REPORTER: My question relates to Japan-North Korea relations. North Korean Ambassador to Japan Song Il Ho agreed to an interview with Kyodo News in Pyongyang. With regard to the special investigative committee for victims of abduction, Mr. Song said that preparations are moving forward and clearly stated that although coordination was still taking place internally in North Korea, North Korea will steadily make preparations in a responsible manner. Do you have any expectations regarding this statement? Or, do you have any comments on behalf of the Government?

CHIEF CABINET SECRETARY SUGA: I do not think it is appropriate for me to comment on each and every media report on this matter. In any case, as promised in the recent Japan-North Korea Government-level consultations, North Korea will promptly implement comprehensive and immediate investigations and will make positive progress toward the eventual resolution of all issues related to Japanese nationals, including the abduction issue and the return of victims of abduction. The Government has very strong expectations with regard to these promises. 

REPORTER: I have a related question regarding the method by which North Korea will inform Japan once it has set up the Special Investigation Committee. Will this be carried out through official diplomatic channels? 

CHIEF CABINET SECRETARY SUGA: Through these consultations we have coordinated with North Korea on various issues. It is the Government’s stance to have North Korea fulfil each and every one of these matters. Therefore, this communication will, of course, be reported through diplomatic channels. 

REPORTER: There is a report that Narendra Modi, Prime Minister of India, will visit Japan at the beginning of next month. Can you inform us of the facts and status of any arrangements?

CHIEF CABINET SECRETARY SUGA: First, after Prime Minister Modi assumed his position, telephone talks were arranged between both Prime Ministers. During the talks, Prime Minister Abe extended an invitation to Prime Minister Modi to visit Japan. As such, both countries are currently making arrangements for the visit, so no concrete schedule has been finalized at the moment. In light of this, I believe that the final arrangements are being made based on these telephone talks.

REPORTER: Just to confirm, am I right to assume that Prime Minister Modi will be visiting Japan soon?

CHIEF CABINET SECRETARY SUGA: I would like to refrain from providing any specific details at the moment since the final arrangements are still being made. I think the visit will depend on both country’s Diet sessions and each leader’s schedule. 

REPORTER: Please allow me to return to the topic of Ukraine. There are reports that soon Russian President Putin will travel to France where he will hold Russia-France and Russia-UK talks, and there is speculation he may even meet with President Obama. What are your expectations for this series of summit meetings?

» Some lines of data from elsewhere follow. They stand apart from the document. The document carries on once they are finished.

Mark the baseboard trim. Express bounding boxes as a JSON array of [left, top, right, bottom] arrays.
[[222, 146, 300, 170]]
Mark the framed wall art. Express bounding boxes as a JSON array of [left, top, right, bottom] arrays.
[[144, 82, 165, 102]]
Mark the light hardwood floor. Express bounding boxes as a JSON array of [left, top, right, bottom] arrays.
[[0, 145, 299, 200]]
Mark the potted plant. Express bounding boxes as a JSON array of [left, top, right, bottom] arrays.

CHIEF CABINET SECRETARY SUGA: The most important thing is that the situation in Ukraine be resolved through peaceful dialogue. The G7 will evaluate the results of the next election and President Putin himself has accepted this. The G7 will therefore support the new administration in Ukraine and will seek a resolution through dialogue. The most important thing is that this situation be resolved peacefully and not with the use of force.

REPORTER: I think the fact that the Government has refrained from holding talks among senior-level officials, including summit meetings, since the Ukraine crisis broke out is having an effect. However, would Prime Minister Abe consider holding a summit meeting if the opportunity presented itself, given that the other G7 countries have resumed summit meetings with Russia? 

CHIEF CABINET SECRETARY SUGA: While Japan will remain in step with the other G7 countries, it is also the case that many issues exist between Japan and Russia. We are therefore always prepared to engage in dialogue.